Die Amerikanistin Prof. Sabine Sielke, Leiterin des Forums für Frauen- und Geschlechterforschung an der Uni Bonn, unterschied zwischen „Sex“ (den körperlichen Geschlechtsmerkmalen), und „Gender“, der Geschlechtsrolle, die sich aus der Anatomie nicht zwangsläufig ergebe, sondern von sozialen und kulturellen Umständen geprägt werde, also variabel sei. Zu verschiedenen Zeiten und in verschiedenen Gesellschaften seien das „typisch Männliche“ und das „typisch Weibliche“ anders gesehen und bewertet worden.

Die Pfarrerin Silke van Doorn, Mitglied des Instituts für Gender Studies der Uni Siegen, führte aus, dass auch die Bibel nicht als Quelle für einen gottgegebenen Geschlechterunterschied zu lesen sei. Adam und Eva seien beide nach Gottes Ebenbild geschaffen und verkörperten zwei Aspekte Gottes: seine Strenge und seine Barmherzigkeit. Das hebräische „Jahwe“ ist kein Maskulinum und „Gott“ eine unzureichende Übersetzung.

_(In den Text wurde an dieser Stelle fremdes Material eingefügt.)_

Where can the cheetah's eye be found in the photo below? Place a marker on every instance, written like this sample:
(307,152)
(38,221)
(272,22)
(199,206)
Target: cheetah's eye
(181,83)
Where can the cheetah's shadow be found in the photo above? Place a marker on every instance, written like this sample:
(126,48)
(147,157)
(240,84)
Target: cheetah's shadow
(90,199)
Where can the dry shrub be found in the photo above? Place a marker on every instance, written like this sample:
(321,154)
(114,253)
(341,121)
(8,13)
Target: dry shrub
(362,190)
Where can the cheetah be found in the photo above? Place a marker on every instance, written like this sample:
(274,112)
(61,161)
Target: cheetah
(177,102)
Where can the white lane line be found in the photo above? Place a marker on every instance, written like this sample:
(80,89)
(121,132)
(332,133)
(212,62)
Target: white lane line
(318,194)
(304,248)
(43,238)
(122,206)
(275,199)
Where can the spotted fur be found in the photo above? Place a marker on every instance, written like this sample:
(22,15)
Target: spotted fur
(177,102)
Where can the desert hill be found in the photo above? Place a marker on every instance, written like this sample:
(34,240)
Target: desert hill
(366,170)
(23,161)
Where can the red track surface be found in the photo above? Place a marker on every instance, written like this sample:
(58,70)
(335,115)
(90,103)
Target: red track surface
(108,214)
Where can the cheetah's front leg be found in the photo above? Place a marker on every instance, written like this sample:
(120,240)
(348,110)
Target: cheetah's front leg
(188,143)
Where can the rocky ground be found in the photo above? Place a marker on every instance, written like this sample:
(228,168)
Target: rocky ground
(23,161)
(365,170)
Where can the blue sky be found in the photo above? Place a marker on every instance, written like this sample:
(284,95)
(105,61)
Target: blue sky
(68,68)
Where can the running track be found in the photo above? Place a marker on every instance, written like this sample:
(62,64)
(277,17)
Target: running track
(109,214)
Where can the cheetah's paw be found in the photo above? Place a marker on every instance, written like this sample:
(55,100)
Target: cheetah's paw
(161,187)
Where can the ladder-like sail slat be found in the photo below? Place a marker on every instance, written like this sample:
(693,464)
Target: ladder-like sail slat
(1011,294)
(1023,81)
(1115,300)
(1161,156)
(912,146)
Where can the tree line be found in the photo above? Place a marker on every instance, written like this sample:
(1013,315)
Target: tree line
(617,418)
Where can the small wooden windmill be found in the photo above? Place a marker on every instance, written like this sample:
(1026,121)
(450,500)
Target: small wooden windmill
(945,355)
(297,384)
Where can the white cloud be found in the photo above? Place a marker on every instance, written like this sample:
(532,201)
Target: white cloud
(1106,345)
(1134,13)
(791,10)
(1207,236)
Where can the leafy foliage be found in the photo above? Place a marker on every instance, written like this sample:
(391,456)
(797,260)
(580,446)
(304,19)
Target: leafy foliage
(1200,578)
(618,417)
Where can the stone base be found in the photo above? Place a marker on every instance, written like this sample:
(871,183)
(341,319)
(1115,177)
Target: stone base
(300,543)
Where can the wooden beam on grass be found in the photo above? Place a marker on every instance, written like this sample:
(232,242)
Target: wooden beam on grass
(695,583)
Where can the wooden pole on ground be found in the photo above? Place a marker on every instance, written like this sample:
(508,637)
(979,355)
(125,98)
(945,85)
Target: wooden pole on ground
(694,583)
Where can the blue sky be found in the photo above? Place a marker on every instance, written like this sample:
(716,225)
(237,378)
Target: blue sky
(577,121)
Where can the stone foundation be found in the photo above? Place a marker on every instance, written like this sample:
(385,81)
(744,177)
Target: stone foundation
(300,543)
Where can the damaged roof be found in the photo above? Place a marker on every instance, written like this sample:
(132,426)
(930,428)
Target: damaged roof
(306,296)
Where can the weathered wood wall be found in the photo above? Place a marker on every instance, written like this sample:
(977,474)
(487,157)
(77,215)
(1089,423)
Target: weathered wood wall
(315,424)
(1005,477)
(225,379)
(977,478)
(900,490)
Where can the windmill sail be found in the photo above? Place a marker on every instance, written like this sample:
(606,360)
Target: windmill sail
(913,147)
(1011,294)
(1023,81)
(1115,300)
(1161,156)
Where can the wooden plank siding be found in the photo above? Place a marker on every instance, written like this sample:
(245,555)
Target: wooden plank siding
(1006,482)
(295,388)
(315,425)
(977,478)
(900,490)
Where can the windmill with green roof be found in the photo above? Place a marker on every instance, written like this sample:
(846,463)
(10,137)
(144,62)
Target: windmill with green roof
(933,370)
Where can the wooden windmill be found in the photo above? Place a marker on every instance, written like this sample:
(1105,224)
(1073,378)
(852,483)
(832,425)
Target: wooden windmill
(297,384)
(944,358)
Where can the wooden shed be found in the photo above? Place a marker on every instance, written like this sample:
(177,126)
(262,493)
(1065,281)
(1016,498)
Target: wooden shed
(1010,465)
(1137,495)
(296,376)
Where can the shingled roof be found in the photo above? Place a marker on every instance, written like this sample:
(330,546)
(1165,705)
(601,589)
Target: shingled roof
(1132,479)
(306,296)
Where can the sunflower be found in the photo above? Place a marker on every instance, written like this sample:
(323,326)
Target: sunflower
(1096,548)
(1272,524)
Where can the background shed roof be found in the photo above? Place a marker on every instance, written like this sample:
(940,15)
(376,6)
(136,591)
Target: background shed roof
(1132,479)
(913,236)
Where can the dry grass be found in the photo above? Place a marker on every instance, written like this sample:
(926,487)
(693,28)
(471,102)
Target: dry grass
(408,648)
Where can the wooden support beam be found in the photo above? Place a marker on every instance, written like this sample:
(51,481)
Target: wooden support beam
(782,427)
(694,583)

Aus dem Publikum meldeten sich einige Stimmen, die bedauerten, wenn die Polarität zwischen den Geschlechtern „abgeschafft“ werde. Dr. Sielke erwiderte, so sei der Gender-Ansatz nicht gemeint, nur dürften zum Beispiel „Mütterlichkeit“ und „Väterlichkeit“ nicht an Körpern festgemacht werden. Die Verunsicherung, die entstehe, wenn die alten Zuschreibungen nicht mehr funktionierten, werde aufgewogen durch die Freiheit, sich jenseits von Geschlechterstereotypen selbst entscheiden zu können. Ob das nicht zu der Kinderlosigkeit führe, die in unserer Gesellschaft beklagt wird, wurde gefragt. Aber viele entgegneten, an der Kindererziehung könnten und sollten heute Männer und Frauen den gleichen Anteil nehmen. Auf dem Podium gab sich die junge Frau van Doorn als Mutter von vier Kindern zu erkennen, und eine ehemalige Schülerin der Gymnasialen Oberstufe, die inzwischen als Ingenieurin promoviert, verdeutlichte, dass Frauen Rollen übernehmen können, die Ihnen früher nicht zugetraut wurden.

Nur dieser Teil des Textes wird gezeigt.